# IPC message queues?



## samad_lotia (Aug 13, 2002)

I would like to use message queues in one of my programs. Does OSX not support either POSIX or System V message queues or am I setting up my programs wrong? /usr/include/sys/msg.h (for SysV message queues) and /usr/include/mqueue.h (for POSIX message queues) do not exist. I tried compiling an example program (the snippet is at the bottom) using SysV MQs without #including sys/msg.h. The program compiles fine. But when I actually run the program, I get the error:
msgget: Operation not supported
Btw, ftok() works just fine.

I noticed that in /var/spool, there are 2 directories called mqueue and clientmqueue. Very peculiar.
...
if ((msqid = msgget(key, 0644)) == -1) { /* connect to the queue */
        perror("msgget");
        exit(1);
    }
...

Samad


----------



## theed (Sep 7, 2002)

A day late and a dollar short I know, but here goes.
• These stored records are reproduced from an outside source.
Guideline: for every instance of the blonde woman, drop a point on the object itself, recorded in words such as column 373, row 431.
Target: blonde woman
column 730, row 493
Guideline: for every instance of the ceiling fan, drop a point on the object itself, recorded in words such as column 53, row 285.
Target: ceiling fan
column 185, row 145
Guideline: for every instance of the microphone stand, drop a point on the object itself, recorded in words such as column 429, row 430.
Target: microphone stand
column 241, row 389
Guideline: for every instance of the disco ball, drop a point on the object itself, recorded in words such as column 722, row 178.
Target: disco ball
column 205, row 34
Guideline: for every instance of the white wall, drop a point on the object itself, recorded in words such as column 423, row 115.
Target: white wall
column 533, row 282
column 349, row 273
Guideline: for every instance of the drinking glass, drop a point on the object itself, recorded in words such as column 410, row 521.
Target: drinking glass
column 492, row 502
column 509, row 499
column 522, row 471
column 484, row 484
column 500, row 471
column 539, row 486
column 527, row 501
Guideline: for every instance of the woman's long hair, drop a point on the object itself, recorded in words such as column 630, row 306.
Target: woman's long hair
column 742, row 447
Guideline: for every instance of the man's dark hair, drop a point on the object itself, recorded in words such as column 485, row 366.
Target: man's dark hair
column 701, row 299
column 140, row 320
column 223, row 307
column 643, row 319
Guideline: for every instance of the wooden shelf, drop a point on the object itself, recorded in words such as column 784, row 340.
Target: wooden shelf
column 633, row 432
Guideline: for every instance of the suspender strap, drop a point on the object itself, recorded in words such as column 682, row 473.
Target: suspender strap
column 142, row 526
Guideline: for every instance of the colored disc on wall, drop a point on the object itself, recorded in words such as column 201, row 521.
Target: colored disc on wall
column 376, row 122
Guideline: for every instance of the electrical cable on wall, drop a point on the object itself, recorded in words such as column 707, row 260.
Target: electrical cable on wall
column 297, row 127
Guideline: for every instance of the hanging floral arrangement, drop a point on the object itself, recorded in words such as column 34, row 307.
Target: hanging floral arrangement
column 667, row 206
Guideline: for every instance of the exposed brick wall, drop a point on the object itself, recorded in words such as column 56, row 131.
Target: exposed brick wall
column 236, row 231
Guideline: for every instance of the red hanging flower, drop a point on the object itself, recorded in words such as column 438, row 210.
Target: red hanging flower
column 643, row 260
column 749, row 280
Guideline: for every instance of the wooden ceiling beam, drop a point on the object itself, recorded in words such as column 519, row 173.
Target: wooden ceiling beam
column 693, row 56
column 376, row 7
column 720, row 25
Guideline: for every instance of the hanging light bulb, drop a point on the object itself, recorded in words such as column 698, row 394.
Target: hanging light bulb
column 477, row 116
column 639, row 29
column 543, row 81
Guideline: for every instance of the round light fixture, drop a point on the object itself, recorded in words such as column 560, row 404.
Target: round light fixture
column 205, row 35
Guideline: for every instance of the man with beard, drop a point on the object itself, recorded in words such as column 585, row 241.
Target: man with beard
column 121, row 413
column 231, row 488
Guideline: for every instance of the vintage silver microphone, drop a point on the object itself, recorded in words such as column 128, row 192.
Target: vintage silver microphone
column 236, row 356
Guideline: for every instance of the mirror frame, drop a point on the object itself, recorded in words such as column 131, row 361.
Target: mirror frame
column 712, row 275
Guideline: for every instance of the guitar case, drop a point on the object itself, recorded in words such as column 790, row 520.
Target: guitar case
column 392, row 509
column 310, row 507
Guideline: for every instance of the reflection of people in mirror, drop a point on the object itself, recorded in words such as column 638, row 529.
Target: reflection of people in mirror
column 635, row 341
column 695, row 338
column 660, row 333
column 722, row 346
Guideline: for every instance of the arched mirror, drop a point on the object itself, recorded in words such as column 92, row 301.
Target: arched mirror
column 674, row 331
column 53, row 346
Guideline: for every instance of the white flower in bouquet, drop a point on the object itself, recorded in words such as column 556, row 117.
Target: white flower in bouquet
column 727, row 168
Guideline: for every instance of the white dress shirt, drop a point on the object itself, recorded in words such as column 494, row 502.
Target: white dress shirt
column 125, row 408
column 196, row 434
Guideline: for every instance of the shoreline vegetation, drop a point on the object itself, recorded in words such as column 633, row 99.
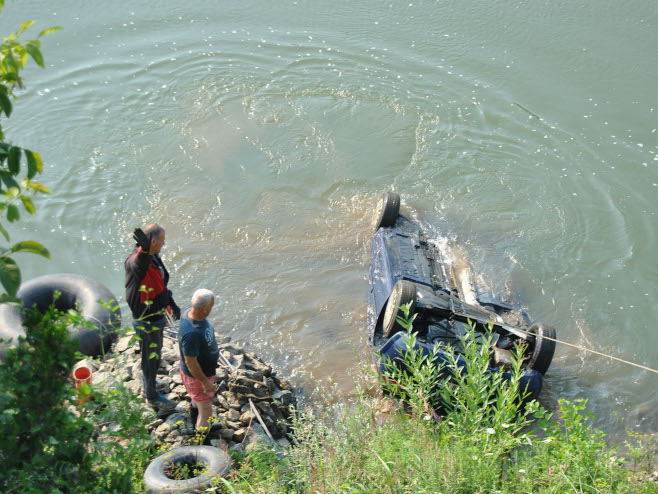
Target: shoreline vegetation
column 421, row 434
column 468, row 434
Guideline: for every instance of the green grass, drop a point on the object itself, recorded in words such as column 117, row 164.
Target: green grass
column 484, row 442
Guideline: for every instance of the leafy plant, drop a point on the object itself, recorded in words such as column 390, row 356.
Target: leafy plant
column 18, row 166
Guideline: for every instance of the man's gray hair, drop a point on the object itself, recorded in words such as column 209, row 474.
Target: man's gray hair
column 153, row 230
column 202, row 298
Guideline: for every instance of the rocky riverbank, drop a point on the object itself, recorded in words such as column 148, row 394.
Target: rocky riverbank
column 248, row 380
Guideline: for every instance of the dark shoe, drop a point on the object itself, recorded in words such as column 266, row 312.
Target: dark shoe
column 162, row 404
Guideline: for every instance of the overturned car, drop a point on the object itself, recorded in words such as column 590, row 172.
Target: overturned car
column 408, row 268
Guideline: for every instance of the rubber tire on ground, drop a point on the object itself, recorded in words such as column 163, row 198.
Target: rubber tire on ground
column 403, row 292
column 76, row 292
column 543, row 349
column 388, row 209
column 217, row 462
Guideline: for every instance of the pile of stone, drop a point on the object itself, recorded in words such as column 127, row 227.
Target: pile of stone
column 247, row 379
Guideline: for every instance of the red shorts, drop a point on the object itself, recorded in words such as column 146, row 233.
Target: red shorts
column 195, row 389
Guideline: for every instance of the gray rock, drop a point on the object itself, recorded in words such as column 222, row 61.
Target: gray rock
column 259, row 367
column 221, row 375
column 255, row 438
column 283, row 443
column 176, row 419
column 227, row 434
column 124, row 344
column 169, row 355
column 247, row 417
column 219, row 443
column 162, row 431
column 238, row 361
column 233, row 425
column 230, row 348
column 284, row 397
column 239, row 435
column 222, row 340
column 222, row 402
column 264, row 406
column 103, row 380
column 180, row 389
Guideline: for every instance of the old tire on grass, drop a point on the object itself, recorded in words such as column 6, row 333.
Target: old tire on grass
column 76, row 292
column 215, row 462
column 388, row 209
column 543, row 349
column 403, row 292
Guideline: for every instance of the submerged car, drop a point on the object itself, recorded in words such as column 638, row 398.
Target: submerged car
column 407, row 267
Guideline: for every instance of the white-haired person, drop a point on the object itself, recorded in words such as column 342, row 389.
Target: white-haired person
column 199, row 354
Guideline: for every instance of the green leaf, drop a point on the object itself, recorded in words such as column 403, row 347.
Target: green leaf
column 8, row 180
column 84, row 389
column 28, row 205
column 12, row 213
column 14, row 160
column 49, row 30
column 34, row 163
column 24, row 26
column 10, row 63
column 35, row 53
column 10, row 275
column 31, row 246
column 5, row 102
column 37, row 187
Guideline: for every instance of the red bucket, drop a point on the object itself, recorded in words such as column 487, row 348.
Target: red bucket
column 82, row 375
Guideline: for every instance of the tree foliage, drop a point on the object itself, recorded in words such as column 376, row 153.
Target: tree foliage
column 18, row 166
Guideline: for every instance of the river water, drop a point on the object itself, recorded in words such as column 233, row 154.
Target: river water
column 260, row 135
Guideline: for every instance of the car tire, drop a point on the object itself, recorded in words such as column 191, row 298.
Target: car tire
column 543, row 349
column 156, row 479
column 388, row 209
column 403, row 293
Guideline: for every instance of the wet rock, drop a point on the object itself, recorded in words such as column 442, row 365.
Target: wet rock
column 259, row 367
column 226, row 434
column 252, row 379
column 233, row 415
column 162, row 431
column 223, row 402
column 283, row 443
column 284, row 397
column 124, row 344
column 219, row 443
column 255, row 438
column 247, row 417
column 239, row 435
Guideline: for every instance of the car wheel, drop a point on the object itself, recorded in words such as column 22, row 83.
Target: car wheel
column 403, row 293
column 388, row 209
column 214, row 463
column 543, row 350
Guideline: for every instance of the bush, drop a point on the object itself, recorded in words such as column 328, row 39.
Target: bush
column 46, row 444
column 483, row 440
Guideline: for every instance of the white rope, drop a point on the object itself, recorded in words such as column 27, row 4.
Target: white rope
column 592, row 351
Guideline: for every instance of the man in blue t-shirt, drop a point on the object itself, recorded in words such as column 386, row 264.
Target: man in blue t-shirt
column 199, row 354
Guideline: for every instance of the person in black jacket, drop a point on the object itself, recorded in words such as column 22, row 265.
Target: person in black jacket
column 148, row 297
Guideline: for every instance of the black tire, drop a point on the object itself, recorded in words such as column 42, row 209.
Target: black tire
column 403, row 293
column 76, row 292
column 543, row 349
column 388, row 209
column 216, row 462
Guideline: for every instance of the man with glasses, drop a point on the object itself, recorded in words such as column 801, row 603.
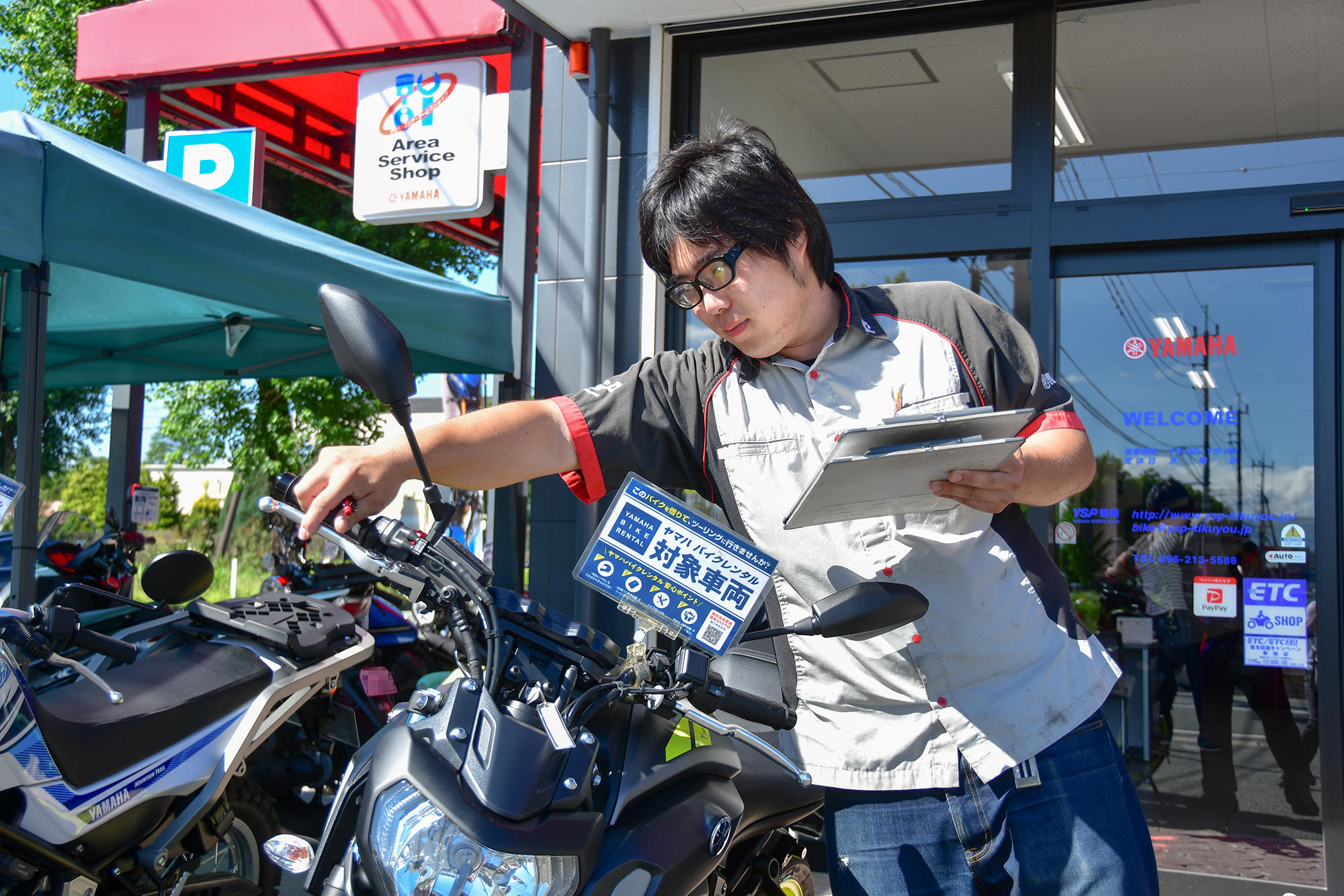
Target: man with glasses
column 962, row 753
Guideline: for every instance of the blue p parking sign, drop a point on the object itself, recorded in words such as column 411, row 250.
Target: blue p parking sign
column 222, row 162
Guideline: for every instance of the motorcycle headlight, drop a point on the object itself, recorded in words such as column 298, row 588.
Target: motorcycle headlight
column 427, row 855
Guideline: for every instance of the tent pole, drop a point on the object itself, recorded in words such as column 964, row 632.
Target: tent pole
column 29, row 431
column 507, row 519
column 595, row 272
column 128, row 402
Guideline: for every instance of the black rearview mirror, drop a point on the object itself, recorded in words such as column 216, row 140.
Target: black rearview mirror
column 369, row 347
column 866, row 611
column 177, row 577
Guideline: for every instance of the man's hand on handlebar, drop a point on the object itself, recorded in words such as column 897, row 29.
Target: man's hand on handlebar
column 351, row 483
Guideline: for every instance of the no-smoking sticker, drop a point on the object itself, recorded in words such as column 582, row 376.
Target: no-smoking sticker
column 1066, row 534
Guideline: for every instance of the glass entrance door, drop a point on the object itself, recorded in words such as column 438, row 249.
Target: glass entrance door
column 1195, row 553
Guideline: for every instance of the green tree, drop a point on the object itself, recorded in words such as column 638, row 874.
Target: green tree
column 263, row 428
column 41, row 37
column 202, row 525
column 72, row 420
column 170, row 517
column 84, row 488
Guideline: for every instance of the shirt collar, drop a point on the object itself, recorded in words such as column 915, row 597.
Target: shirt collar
column 855, row 312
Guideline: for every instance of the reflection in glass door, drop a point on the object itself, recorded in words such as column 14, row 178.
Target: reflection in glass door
column 1194, row 554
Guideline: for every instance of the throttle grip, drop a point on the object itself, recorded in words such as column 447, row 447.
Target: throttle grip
column 283, row 490
column 759, row 710
column 114, row 648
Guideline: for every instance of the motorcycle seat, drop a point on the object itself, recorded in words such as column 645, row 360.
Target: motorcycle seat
column 169, row 697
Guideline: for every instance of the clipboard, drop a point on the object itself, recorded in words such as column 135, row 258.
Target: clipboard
column 927, row 429
column 888, row 469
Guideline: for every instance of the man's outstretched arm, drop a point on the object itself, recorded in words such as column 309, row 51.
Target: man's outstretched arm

It's a big part of the NS Classes to pass messages between processes.  It's also fairly well documented how you can create a central messaging facility and send messages to it and have any number of processes listen to it.  This is how much of the event handling in the OS is programmed.

NSNotificationCenter - It may not at all be what you were looking for, but I think it's a pretty sweet deal.


----------